Solar power station in Namibia

The Kokerboom Power Station, is an 18.5 megawatts solar power plant under development in Namibia. The public–private partnership (PPP) development project is owned by Alpha Namibia Industries Renewable Power (ANIREP), a Namibian independent power producer (IPP), who was awarded the concession in June 2022, to design, construct, finance, own, operate and maintain the power station. The energy off-taker is "Dundee Precious Metal", a Canadian mining company, for use in its mining operations in the area. This is possible via the national grid "through a modified single-buyer model", under Namibian laws.

==Location==
The power station would be located in the settlement of Kokerboom, near the city of Keetmanshoop, in Namibia's ǁKaras Region, in southern Namibia. Kokerboom is about 16 km, by road, northeast of Keetmanshoop, on the road to Koes (M29 Highway). This is approximately 510 km south of Windhoek, the capital and largest city of Namibia.

==Overview==
The power station has an 18.5 megawatt capacity. Its output will be integrated into the national grid for transmission to the contracted buyer, reportedly the Namibian subsidiary of Dundee Precious Metal, a Canadian mining conglomerate.

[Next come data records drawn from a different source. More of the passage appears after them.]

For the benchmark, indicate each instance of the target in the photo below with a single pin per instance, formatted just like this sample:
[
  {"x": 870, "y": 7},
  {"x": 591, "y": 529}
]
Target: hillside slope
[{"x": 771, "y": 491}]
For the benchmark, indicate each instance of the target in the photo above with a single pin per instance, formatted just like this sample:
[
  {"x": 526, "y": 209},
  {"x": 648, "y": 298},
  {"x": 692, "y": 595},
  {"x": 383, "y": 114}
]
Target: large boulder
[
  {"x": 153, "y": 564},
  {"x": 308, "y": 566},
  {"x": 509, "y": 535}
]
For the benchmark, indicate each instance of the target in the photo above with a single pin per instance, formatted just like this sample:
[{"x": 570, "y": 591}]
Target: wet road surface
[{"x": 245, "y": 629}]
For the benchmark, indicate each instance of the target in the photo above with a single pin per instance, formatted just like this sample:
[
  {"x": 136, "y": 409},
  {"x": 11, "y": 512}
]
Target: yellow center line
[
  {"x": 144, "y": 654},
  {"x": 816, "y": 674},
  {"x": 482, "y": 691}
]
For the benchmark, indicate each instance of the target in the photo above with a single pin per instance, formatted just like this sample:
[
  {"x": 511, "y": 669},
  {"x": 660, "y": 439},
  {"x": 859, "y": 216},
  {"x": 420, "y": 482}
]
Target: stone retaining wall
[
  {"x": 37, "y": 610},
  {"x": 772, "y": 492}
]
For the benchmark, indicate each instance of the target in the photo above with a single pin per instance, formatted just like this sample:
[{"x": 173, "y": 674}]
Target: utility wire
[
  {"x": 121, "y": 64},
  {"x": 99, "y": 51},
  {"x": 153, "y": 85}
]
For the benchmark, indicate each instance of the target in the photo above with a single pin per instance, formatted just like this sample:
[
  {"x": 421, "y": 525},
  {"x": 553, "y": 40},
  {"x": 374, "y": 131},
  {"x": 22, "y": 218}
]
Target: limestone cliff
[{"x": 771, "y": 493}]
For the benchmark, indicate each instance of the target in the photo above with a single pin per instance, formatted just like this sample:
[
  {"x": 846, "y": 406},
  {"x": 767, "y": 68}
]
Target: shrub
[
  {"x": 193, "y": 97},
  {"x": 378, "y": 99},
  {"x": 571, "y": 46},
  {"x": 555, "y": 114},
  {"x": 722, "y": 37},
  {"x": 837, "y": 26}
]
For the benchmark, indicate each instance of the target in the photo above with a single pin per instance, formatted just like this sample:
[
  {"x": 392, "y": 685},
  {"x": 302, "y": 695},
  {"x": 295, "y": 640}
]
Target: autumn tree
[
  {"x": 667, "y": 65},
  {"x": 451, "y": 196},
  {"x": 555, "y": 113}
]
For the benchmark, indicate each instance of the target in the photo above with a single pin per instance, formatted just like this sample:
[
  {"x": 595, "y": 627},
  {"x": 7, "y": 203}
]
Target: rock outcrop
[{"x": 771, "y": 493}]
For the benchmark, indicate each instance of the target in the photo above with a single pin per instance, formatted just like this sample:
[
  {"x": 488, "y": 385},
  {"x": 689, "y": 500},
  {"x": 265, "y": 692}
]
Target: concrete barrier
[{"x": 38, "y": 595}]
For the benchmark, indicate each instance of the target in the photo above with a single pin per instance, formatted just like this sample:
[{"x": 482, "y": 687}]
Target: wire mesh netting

According to Construction Review Online, as of June 2022, Namibia's installed capacity was 680 megawatts. At that time, 517 megawatts (76 percent), was sourced from renewable sources. However, 68 percent of the energy utilized in the country is imported the South African utility company, Eskom, under the Southern Africa Power Pool umbrella. This power station is an attempt to reduce power imports into Namibia.

==Construction==
As of June 2022, the power purchase agreement had not yet been signed. One that is out of the way, financial closure would need to be achieved. Construction would then begin, after which commercial commissioning would follow.